Mengapa begitu banyak tentang perjudian? New Jersey menuduh bahwa PAPSA melanggar sesuatu yang disebut doktrin anti-penyitaan. Dirancang oleh Mahkamah Agung pada tahun 1992, doktrin ini mengartikan Amandemen ke-10 yang berarti bahwa Kongres tidak dapat “menyita” pejabat negara untuk menerapkan kebijakan federal.
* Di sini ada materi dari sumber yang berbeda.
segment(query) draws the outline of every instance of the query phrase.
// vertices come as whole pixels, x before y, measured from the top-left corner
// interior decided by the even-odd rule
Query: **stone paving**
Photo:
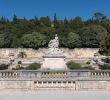
[[[110,100],[109,91],[2,90],[0,100]]]

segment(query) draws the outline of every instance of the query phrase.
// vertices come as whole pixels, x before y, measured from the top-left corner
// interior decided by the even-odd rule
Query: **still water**
[[[0,100],[110,100],[110,91],[1,90]]]

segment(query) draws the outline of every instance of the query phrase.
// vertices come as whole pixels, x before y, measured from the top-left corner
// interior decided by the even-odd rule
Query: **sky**
[[[59,19],[81,16],[87,20],[95,12],[101,12],[110,18],[110,0],[0,0],[0,17],[12,19],[31,19],[35,16],[49,16],[53,19],[56,13]]]

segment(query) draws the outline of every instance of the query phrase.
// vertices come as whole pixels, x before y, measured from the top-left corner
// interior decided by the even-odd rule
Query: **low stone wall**
[[[68,48],[61,48],[64,55],[67,58],[91,58],[94,56],[94,53],[98,52],[98,48],[75,48],[75,49],[68,49]],[[13,53],[15,58],[19,54],[19,52],[24,51],[27,54],[27,58],[42,58],[45,53],[47,53],[47,48],[40,48],[38,50],[34,49],[26,49],[26,48],[2,48],[0,49],[0,59],[9,58],[9,54]]]
[[[0,81],[2,89],[72,89],[77,90],[107,90],[110,91],[110,81]]]

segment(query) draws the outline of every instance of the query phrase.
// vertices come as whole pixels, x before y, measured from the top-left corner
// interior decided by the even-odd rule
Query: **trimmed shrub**
[[[110,70],[110,65],[108,65],[108,64],[99,65],[99,68],[100,68],[101,70]]]
[[[81,69],[81,65],[78,64],[78,63],[75,63],[73,61],[69,61],[66,63],[67,67],[71,70],[74,70],[74,69]]]
[[[90,61],[87,61],[86,64],[89,65],[90,64]]]
[[[41,67],[41,64],[39,63],[32,63],[28,67],[26,67],[26,70],[37,70]]]
[[[1,65],[0,65],[0,70],[8,69],[8,66],[9,66],[9,65],[1,64]]]
[[[18,64],[22,64],[22,61],[18,61]]]

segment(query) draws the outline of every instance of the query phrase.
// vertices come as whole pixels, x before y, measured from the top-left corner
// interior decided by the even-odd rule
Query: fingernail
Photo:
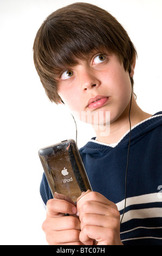
[[[72,208],[72,211],[73,212],[74,214],[76,214],[76,212],[77,212],[77,209],[76,208],[76,207],[73,207]]]

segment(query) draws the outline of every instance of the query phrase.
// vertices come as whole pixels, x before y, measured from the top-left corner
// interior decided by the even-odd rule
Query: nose
[[[83,70],[81,75],[82,89],[83,91],[90,90],[94,87],[98,87],[100,84],[94,71],[86,69]]]

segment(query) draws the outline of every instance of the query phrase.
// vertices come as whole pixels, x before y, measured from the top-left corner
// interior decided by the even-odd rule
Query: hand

Pengadilan beralasan bahwa “akuntabilitas pejabat negara dan federal berkurang” ketika, “karena pemaksaan federal, pejabat negara terpilih tidak dapat mengatur sesuai dengan pandangan pemilih lokal.” Jadi, Kongres tidak bisa mencapai kebijakannya. gol dengan memerintah negara di sekitar.

Ada dua masalah dengan doktrin ini. Pertama, meskipun pengadilan telah membenarkan aturan itu sebagai perintah orisinal, ia bersandar pada alasan historis yang meragukan: Para Framer tampaknya berasumsi bahwa pemerintah federal dapat, pada kenyataannya, menyita para pejabat negara. Kedua — dan yang lebih penting, karena doktrin itu sekarang sudah mengakar, baik atau buruk — sulit untuk memastikan kapan hukum “komandan” dan ketika itu hanya “pra-pemberontakan.”